Il restait cinq minutes à jouer, plus le temps additionnel. L’Argentine avait senti le sang. Scaloni a sorti Lautaro Martinez du banc pour peser sur une défense anglaise soudainement hésitante. Et au bout du temps additionnel, à la 90e+2, Messi a frappé une nouvelle fois — non pas par un tir ou un dribble, mais par un centre d’une précision millimétrée depuis le côté droit. Martinez, à l’entrée de la surface, a dévié le ballon de la tête dans un angle impossible, trompant Pickford une deuxième fois. 2-1. L’Argentine avait renversé l’Angleterre dans les dernières secondes.
Deux passes décisives de Messi sur les deux seuls buts de son équipe. Un record supplémentaire dans une carrière qui n’en finit plus de s’écrire.
L’Angleterre, une nouvelle fois brisée à la dernière minute
Pour Thomas Tuchel et les Three Lions, l’élimination est d’une cruauté rare. Avoir mené jusqu’à cinq minutes de la fin d’une demi-finale de Coupe du monde, avoir tenu les champions du monde en échec pendant quatre-vingt-cinq minutes, et repartir battu : le scénario est difficile à digérer.

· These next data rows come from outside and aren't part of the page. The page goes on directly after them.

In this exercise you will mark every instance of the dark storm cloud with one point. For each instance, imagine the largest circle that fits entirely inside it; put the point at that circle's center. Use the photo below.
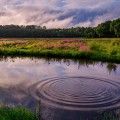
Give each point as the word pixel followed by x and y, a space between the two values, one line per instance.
pixel 58 13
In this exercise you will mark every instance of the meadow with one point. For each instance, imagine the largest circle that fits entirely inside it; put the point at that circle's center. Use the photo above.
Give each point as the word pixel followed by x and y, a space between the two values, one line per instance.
pixel 100 49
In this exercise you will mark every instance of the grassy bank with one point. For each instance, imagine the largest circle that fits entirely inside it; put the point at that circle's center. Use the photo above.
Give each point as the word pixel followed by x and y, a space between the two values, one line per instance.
pixel 16 114
pixel 93 49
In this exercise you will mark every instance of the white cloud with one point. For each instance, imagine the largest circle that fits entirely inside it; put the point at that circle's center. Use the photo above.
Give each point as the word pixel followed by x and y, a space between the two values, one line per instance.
pixel 58 13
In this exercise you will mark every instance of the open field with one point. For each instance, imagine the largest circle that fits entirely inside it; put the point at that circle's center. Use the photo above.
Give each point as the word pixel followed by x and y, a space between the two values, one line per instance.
pixel 107 49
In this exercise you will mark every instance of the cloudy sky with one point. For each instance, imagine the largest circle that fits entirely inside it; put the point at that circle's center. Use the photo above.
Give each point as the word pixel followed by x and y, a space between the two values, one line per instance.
pixel 58 13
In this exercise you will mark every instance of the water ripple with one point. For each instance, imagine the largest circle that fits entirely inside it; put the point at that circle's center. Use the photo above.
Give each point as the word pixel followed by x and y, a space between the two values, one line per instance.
pixel 78 93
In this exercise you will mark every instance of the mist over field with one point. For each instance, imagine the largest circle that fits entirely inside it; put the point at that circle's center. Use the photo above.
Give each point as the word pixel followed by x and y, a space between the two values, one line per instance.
pixel 58 13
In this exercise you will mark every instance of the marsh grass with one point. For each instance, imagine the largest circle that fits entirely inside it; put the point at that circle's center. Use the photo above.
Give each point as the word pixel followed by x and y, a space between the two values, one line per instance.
pixel 93 49
pixel 18 113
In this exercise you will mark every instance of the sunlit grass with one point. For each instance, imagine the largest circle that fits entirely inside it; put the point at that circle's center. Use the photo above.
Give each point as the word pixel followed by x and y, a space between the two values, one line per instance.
pixel 95 49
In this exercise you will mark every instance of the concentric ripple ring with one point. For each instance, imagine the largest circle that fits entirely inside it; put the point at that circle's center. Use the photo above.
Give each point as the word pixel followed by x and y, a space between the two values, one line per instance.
pixel 78 93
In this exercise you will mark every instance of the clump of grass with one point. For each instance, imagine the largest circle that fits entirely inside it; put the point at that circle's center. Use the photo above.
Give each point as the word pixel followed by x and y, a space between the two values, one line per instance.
pixel 93 49
pixel 18 113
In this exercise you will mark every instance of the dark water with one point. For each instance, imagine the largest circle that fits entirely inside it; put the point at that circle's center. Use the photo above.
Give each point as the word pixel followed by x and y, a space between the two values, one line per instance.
pixel 62 89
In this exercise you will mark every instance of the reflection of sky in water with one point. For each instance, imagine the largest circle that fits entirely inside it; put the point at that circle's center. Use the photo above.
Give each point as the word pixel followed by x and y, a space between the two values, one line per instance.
pixel 17 74
pixel 14 71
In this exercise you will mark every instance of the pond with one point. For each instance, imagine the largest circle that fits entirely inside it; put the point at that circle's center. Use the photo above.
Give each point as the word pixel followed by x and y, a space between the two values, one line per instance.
pixel 61 89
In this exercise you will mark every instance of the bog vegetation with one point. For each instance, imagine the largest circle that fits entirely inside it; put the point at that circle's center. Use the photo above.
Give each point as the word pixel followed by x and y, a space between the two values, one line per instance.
pixel 104 49
pixel 107 29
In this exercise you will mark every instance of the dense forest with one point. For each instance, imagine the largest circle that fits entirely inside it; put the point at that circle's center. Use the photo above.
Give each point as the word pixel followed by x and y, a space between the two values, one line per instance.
pixel 106 29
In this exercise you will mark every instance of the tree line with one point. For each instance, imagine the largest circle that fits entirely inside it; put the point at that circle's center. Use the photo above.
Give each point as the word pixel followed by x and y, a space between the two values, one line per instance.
pixel 106 29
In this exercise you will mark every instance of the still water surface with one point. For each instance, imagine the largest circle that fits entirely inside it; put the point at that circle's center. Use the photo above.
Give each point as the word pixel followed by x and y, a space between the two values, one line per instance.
pixel 61 89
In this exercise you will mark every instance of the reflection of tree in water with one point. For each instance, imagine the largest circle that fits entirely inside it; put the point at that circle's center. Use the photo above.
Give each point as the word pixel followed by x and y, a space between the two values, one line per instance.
pixel 49 113
pixel 111 67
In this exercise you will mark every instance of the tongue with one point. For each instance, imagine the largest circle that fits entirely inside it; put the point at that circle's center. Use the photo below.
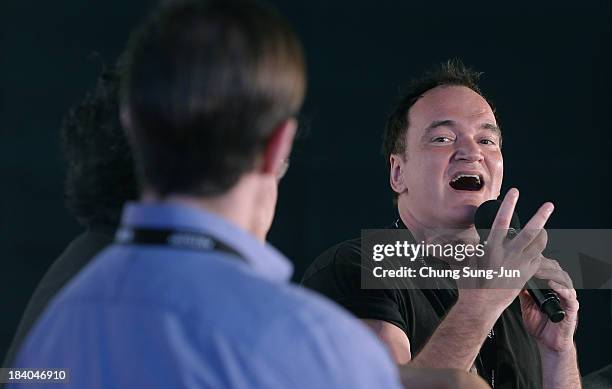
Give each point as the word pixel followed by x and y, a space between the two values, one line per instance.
pixel 466 183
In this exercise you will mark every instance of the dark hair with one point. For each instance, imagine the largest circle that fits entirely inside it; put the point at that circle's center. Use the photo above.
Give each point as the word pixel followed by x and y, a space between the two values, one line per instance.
pixel 451 72
pixel 206 83
pixel 100 171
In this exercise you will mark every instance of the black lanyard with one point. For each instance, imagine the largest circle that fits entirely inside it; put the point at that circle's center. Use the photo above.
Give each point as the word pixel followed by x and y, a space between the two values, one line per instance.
pixel 179 239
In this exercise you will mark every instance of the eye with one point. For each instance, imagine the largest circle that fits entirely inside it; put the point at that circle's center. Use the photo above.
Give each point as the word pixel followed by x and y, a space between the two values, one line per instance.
pixel 487 142
pixel 441 139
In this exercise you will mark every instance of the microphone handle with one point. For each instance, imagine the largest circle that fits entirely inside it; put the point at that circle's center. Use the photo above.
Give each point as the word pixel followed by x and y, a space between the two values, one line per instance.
pixel 547 300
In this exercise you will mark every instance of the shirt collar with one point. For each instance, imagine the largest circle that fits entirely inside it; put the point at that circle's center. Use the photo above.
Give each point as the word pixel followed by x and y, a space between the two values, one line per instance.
pixel 262 257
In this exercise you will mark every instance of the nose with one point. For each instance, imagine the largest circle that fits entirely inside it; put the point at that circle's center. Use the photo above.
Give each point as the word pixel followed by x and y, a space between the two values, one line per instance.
pixel 468 150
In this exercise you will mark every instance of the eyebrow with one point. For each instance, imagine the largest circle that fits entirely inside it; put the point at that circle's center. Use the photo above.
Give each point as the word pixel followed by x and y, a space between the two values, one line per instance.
pixel 449 123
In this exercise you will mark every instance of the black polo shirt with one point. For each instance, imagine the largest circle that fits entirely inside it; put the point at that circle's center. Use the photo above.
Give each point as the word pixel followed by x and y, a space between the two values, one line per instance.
pixel 510 354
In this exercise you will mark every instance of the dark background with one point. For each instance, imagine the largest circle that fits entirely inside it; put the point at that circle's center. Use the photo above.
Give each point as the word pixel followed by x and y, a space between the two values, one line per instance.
pixel 547 70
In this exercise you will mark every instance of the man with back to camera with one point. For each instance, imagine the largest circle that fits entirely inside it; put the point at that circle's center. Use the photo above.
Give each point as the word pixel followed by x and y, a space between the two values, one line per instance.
pixel 188 296
pixel 443 145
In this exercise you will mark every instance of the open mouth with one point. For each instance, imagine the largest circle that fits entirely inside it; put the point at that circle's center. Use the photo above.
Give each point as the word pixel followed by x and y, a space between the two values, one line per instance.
pixel 469 182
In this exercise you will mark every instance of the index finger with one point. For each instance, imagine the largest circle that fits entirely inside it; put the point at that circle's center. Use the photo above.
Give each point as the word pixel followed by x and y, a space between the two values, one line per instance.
pixel 504 215
pixel 534 226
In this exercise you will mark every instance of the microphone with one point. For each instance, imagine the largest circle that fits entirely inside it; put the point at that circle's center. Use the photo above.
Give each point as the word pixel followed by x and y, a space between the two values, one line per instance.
pixel 546 299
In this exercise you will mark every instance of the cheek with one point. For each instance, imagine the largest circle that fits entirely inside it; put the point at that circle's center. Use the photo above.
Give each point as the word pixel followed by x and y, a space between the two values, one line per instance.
pixel 497 170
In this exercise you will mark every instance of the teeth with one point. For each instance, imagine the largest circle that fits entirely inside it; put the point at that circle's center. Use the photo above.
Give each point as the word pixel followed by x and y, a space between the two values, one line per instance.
pixel 466 175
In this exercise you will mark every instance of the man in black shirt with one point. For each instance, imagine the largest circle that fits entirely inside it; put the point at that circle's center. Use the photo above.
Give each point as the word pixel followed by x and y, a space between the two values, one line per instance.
pixel 443 145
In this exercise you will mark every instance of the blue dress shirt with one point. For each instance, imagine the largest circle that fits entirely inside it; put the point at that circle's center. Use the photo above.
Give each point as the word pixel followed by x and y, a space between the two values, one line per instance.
pixel 150 316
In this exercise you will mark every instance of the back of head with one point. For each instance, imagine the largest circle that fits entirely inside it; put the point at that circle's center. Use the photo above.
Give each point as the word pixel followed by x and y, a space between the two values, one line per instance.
pixel 205 84
pixel 100 171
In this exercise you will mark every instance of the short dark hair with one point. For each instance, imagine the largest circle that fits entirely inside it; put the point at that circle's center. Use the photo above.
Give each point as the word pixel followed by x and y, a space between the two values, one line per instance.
pixel 451 72
pixel 100 171
pixel 206 83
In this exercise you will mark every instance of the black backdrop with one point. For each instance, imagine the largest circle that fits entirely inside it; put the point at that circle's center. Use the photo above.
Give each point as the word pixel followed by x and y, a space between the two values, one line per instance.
pixel 546 69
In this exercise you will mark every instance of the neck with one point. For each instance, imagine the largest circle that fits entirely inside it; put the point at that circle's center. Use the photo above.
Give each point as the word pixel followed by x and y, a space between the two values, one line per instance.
pixel 237 205
pixel 431 233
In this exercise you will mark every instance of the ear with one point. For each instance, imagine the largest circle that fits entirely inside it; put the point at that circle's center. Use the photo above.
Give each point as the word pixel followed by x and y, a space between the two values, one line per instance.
pixel 278 147
pixel 396 173
pixel 124 117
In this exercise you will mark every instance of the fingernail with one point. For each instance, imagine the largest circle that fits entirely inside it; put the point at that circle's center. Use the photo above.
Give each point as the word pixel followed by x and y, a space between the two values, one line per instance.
pixel 549 207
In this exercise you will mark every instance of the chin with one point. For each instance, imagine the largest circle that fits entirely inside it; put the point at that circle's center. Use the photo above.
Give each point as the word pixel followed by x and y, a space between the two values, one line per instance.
pixel 462 215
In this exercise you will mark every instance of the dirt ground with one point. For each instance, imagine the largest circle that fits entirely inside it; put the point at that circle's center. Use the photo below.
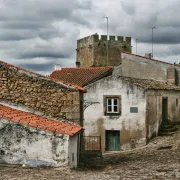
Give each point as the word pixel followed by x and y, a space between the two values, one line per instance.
pixel 160 159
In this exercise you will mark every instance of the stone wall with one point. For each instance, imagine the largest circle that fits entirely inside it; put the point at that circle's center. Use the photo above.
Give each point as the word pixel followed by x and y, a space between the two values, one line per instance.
pixel 92 50
pixel 38 92
pixel 154 109
pixel 32 147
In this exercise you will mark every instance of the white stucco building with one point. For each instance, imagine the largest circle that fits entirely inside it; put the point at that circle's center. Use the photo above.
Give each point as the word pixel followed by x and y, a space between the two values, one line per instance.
pixel 126 112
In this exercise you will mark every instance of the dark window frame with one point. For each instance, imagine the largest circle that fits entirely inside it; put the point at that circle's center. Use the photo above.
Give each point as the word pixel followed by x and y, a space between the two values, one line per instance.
pixel 106 113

En conférence de presse, le sélectionneur allemand a préféré l’honnêteté à l’excuse : « Dès qu’on perd, on est critiqué. C’est comme ça. Personne ne peut savoir ce qui se serait passé si nous avions pris d’autres décisions. Ça n’a aucun sens de s’attarder là-dessus. J’en suis responsable. J’assume les critiques. »
Une déclaration sobre et digne, mais qui ne masque pas la réalité : l’Angleterre perd une deuxième demi-finale de Coupe du monde consécutive, sans avoir réussi à convertir une avance qui semblait pourtant suffisante pour aller en finale.
L’Argentine, une machine à renverser les destins
Ce qui frappe dans le parcours argentin depuis le début de ce Mondial, c’est la capacité répétée de l’équipe de Scaloni à trouver des ressources insoupçonnées quand tout semble perdu. Contre l’Égypte en huitièmes, renversée dans les arrêts de jeu, puis contre l’Angleterre ce soir, l’Albiceleste a démontré une résistance mentale hors du commun. Et derrière chacun de ces retournements de situation, la même silhouette décisive.
Messi, 39 ans, disputera dimanche prochain la finale de la Coupe du monde au Stade de New York – New Jersey. En face, l’Espagne, invaincue, sans but encaissé en jeu ouvert, portée par la vague de son génération talentueuse. Un choc entre le passé et le présent du football mondial. Entre l’homme qui a tout gagné et les héritiers qui veulent prendre sa couronne.
La finale que le monde entier attendait est enfin là.